The Red Watch from Midnight to 4 a.m.
What a luxury, gazing at the stars in the here and now. My sole focus is on the course, constantly requiring adjustment at the helm. I listen to the wind, shifting subtly with every small correction. I hear the wind itself, and sometimes the sails flutter briefly.
It is now about half past one. We just experienced a brief, intense tropical shower in the dark. One of us rushes inside for a cup of tea, another pulls their hood tightly over their head. I hear some grumbling, and above all, the gentle splashes of warm rain. Not unpleasant. Strong wind accompanies it. The Eendracht rocks on the waves, rolling heavily.
Yesterday, seawater sometimes spilled over the port side rail. During the day, we watched one or two whales swim alongside the starboard side for hours. It seemed like a game. One whale approached, and when it came close, we saw its belly turning toward the ship gorgeous white. The water, which first seemed so impenetrably black, suddenly revealed itself as transparent; you could see the whale gliding beneath the surface.
And now, in the night, we barely recognize each other in the darkness. I see the outline of a tall figure at the helm. Because Cees is nearly two meters, I assume it is him. The sky is full of stars and haze, mist swirling along the horizon. We watch the Big Dipper slowly emerge at the horizon, first vertical, then gradually tilting. Paula says it will soon be “in the drying rack,” upside down.

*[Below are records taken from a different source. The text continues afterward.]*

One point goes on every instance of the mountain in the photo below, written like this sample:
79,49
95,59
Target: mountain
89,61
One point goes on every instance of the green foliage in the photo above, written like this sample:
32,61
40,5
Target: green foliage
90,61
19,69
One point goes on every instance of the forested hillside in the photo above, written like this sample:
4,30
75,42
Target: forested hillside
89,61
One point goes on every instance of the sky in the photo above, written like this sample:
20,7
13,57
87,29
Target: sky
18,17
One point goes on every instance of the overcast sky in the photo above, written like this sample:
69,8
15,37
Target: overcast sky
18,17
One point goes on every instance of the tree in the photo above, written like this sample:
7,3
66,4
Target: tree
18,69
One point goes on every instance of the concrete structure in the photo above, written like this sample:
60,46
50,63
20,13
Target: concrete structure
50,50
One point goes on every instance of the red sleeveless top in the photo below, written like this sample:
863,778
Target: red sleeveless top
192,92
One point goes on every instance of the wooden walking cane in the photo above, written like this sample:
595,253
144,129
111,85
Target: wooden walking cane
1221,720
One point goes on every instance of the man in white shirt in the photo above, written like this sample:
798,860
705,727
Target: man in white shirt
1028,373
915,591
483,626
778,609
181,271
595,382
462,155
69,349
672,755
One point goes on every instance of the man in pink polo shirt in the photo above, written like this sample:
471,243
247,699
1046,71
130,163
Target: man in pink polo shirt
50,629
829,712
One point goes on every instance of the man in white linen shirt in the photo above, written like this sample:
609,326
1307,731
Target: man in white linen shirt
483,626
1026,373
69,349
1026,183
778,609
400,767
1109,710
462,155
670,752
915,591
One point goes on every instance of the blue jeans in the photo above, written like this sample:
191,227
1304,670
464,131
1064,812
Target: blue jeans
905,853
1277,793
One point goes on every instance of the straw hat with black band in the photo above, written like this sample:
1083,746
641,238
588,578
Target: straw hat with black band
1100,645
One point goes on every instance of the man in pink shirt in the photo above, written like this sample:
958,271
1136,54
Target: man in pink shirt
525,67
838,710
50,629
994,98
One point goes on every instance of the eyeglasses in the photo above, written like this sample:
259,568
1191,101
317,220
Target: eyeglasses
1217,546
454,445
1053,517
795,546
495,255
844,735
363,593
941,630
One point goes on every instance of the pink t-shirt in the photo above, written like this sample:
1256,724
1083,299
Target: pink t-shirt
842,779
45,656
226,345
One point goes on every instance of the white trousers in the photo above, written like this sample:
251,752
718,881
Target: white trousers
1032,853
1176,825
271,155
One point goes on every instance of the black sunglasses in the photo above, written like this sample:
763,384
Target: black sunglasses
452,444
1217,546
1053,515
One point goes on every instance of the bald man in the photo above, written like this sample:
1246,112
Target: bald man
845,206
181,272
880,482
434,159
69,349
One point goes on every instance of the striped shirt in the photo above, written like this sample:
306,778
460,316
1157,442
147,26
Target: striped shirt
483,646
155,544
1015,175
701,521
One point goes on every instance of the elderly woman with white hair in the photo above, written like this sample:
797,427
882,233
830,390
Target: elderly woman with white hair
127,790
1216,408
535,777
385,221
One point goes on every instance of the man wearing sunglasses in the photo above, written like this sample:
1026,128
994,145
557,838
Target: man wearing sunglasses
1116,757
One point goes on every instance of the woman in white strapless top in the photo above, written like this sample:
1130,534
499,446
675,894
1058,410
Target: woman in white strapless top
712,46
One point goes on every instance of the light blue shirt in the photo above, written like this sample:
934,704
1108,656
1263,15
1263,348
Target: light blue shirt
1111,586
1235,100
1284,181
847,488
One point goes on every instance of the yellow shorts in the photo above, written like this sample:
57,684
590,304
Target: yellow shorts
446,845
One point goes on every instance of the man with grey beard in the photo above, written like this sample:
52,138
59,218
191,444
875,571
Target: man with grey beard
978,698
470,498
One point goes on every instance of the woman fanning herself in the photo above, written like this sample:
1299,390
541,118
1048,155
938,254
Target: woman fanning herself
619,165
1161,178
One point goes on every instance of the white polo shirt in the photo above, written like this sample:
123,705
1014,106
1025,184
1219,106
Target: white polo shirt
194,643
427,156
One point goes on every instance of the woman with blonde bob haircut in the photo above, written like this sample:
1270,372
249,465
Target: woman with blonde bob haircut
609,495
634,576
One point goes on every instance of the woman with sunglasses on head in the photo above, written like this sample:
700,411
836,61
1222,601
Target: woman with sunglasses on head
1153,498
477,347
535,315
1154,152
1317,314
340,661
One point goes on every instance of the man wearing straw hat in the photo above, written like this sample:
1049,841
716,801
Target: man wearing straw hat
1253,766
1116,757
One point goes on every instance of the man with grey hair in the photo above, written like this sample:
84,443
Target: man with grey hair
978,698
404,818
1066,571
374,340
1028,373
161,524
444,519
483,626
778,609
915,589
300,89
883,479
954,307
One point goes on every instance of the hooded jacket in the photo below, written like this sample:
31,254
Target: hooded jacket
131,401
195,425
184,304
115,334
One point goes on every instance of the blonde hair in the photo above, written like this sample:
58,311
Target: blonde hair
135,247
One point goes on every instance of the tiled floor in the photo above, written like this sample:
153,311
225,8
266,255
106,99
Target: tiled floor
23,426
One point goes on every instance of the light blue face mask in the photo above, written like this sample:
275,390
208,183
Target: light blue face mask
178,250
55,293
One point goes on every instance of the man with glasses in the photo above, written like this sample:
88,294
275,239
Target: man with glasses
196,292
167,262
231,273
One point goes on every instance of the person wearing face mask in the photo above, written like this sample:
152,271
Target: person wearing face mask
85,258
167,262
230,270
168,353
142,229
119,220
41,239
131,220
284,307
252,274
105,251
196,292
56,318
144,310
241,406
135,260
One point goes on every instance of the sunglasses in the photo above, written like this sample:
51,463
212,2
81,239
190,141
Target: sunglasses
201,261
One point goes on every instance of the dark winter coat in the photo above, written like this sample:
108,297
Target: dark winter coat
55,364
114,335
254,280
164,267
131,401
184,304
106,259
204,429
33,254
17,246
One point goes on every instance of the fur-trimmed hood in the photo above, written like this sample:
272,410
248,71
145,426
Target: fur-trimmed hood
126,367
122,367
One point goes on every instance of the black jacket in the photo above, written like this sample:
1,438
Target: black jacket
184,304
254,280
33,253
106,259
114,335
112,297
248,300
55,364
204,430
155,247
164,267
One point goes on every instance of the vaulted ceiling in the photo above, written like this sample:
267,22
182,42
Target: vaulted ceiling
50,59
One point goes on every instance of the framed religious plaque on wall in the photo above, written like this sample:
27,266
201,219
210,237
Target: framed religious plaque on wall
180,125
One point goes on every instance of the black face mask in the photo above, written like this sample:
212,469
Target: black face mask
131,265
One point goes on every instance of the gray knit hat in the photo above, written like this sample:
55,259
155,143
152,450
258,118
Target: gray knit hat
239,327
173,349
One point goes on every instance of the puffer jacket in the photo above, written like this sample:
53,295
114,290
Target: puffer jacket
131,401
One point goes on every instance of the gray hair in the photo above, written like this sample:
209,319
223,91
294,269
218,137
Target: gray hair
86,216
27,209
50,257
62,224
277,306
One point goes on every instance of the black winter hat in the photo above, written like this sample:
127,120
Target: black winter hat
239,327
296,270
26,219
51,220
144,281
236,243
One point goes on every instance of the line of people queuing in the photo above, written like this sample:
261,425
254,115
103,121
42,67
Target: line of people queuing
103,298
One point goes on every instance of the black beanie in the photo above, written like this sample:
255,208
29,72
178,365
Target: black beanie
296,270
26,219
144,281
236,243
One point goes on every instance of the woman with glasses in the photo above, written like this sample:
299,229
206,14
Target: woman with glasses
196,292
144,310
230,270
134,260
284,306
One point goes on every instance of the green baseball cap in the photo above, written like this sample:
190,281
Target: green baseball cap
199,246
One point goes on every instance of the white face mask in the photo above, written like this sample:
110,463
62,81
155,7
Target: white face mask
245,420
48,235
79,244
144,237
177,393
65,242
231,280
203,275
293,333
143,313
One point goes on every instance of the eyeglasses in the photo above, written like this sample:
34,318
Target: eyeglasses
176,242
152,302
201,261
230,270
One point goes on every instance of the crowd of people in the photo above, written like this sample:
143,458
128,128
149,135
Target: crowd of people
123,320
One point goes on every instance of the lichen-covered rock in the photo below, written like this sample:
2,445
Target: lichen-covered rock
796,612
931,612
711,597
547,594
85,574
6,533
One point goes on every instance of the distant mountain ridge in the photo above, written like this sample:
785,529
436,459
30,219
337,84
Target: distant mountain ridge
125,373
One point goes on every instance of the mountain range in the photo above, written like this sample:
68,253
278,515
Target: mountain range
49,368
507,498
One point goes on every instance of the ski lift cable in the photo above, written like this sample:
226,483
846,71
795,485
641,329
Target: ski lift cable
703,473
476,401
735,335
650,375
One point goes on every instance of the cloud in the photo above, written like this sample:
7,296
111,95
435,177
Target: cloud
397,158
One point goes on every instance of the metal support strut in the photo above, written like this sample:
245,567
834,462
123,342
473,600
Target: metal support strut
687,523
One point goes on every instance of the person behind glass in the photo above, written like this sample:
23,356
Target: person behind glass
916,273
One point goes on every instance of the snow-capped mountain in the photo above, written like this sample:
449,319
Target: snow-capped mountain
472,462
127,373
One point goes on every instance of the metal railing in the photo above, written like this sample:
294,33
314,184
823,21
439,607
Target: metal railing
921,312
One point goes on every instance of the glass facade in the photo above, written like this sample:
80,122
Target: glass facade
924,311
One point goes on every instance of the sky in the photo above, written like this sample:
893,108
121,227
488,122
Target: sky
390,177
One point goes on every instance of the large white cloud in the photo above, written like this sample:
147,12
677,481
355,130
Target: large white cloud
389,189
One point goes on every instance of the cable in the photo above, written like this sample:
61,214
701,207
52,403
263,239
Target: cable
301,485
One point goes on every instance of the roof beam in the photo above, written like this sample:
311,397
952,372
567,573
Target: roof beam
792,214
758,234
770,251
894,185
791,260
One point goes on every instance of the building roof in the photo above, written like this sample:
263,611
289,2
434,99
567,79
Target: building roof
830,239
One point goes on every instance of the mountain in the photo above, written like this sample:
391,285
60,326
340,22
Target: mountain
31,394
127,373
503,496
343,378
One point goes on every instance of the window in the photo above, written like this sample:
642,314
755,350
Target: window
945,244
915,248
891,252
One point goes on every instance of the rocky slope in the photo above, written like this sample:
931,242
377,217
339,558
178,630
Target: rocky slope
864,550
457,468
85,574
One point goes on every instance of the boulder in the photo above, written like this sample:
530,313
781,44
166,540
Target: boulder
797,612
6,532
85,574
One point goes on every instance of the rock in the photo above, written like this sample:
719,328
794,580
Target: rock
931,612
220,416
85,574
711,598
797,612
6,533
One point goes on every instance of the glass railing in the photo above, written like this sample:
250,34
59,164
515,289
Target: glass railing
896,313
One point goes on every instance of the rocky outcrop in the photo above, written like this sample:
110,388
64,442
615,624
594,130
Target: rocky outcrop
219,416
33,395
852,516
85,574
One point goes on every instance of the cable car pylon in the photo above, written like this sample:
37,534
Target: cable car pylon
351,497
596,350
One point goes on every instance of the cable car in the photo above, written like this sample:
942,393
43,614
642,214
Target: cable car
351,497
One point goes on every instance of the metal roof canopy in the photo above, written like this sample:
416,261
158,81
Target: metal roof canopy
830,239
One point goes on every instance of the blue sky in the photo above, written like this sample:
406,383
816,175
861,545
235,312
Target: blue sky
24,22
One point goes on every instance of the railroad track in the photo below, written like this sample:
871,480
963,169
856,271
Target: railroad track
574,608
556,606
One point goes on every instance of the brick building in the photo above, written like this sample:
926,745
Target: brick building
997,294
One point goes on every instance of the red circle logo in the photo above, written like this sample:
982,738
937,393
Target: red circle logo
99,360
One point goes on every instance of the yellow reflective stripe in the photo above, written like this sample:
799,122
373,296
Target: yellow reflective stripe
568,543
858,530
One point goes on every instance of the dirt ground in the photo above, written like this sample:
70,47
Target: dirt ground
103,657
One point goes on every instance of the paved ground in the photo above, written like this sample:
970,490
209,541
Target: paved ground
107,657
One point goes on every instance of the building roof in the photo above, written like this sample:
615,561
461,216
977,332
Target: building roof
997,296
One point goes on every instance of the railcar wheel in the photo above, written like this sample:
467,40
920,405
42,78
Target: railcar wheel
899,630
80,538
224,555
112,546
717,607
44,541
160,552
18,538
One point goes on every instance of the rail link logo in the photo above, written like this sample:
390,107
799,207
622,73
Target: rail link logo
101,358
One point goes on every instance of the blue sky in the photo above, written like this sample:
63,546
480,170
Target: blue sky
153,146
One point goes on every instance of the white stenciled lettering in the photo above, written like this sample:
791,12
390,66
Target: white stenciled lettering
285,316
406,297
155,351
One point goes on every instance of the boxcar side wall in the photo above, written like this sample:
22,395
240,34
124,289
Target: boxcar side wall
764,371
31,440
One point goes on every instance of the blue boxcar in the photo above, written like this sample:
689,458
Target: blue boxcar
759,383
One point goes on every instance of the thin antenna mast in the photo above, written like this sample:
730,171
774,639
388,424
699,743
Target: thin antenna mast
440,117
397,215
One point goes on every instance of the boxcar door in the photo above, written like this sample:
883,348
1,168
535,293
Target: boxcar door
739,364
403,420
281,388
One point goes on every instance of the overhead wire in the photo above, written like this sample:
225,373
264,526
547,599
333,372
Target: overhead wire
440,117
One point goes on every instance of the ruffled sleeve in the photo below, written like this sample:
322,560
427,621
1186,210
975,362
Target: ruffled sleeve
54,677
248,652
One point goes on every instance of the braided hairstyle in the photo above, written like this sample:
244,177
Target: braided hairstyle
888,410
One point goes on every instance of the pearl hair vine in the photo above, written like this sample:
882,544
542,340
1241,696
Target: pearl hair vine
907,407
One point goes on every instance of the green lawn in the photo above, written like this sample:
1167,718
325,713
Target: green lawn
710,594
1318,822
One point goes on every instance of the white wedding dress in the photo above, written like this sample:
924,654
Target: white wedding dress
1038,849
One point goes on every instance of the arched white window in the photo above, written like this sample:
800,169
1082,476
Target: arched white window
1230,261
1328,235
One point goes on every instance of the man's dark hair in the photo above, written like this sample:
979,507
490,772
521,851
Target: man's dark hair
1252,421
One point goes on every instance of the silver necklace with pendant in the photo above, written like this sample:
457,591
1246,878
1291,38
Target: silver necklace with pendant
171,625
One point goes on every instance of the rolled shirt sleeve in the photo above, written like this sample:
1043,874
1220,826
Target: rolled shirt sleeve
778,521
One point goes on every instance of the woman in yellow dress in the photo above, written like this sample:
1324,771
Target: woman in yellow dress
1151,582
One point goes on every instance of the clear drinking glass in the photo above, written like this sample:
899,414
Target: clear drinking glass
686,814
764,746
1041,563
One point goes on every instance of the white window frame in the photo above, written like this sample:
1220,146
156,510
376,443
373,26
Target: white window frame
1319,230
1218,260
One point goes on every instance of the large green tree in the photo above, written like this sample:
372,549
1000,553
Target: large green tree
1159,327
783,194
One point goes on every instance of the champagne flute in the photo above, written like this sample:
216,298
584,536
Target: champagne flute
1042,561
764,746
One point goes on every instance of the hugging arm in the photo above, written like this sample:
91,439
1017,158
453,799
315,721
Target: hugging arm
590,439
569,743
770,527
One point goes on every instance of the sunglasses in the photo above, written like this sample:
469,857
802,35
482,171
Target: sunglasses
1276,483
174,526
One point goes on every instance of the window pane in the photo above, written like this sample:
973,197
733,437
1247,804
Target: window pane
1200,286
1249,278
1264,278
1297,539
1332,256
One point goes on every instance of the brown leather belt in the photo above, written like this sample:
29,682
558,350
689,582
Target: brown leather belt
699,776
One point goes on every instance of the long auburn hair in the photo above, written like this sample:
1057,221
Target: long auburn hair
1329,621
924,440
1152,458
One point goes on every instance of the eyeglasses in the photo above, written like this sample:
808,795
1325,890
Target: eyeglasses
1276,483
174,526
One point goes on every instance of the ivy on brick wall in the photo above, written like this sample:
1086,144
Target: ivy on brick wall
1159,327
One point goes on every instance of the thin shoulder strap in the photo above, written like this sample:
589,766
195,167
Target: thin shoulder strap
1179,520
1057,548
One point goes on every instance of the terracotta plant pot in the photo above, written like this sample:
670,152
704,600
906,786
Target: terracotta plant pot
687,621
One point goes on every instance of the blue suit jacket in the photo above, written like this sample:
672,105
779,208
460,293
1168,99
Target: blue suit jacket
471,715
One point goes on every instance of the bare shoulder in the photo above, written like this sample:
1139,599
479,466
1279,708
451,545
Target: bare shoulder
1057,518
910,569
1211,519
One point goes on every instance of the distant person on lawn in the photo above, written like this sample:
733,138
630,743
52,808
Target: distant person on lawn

As I write in the day cabin, I hear sounds from the galley tosties being made. Meanwhile, two of us conduct an inspection of the hold. Outside, our quartermaster Jeroen methodically climbs and checks the sails’ tension and whether all ropes are secured.
Soon it will be four o’clock, and the watch will be over. If we skip breakfast, we can sleep until half past eleven, just in time for lunch essentially a brunch for us Hounds. Then probably back on our feet, ready for a tack?
This entire voyage proceeds at a flying pace. Perhaps the Eendracht has never crossed the ocean so quickly, averaging nearly ten knots, I think. In the past days and nights, we’ve sailed hours at twelve knots, working relentlessly at the helm as the swell continuously alters the course.
I realize what a bunch of fools we really are, rushing daily back home in the rat race of digital devices, smartphones, and constant WhatsApp messages.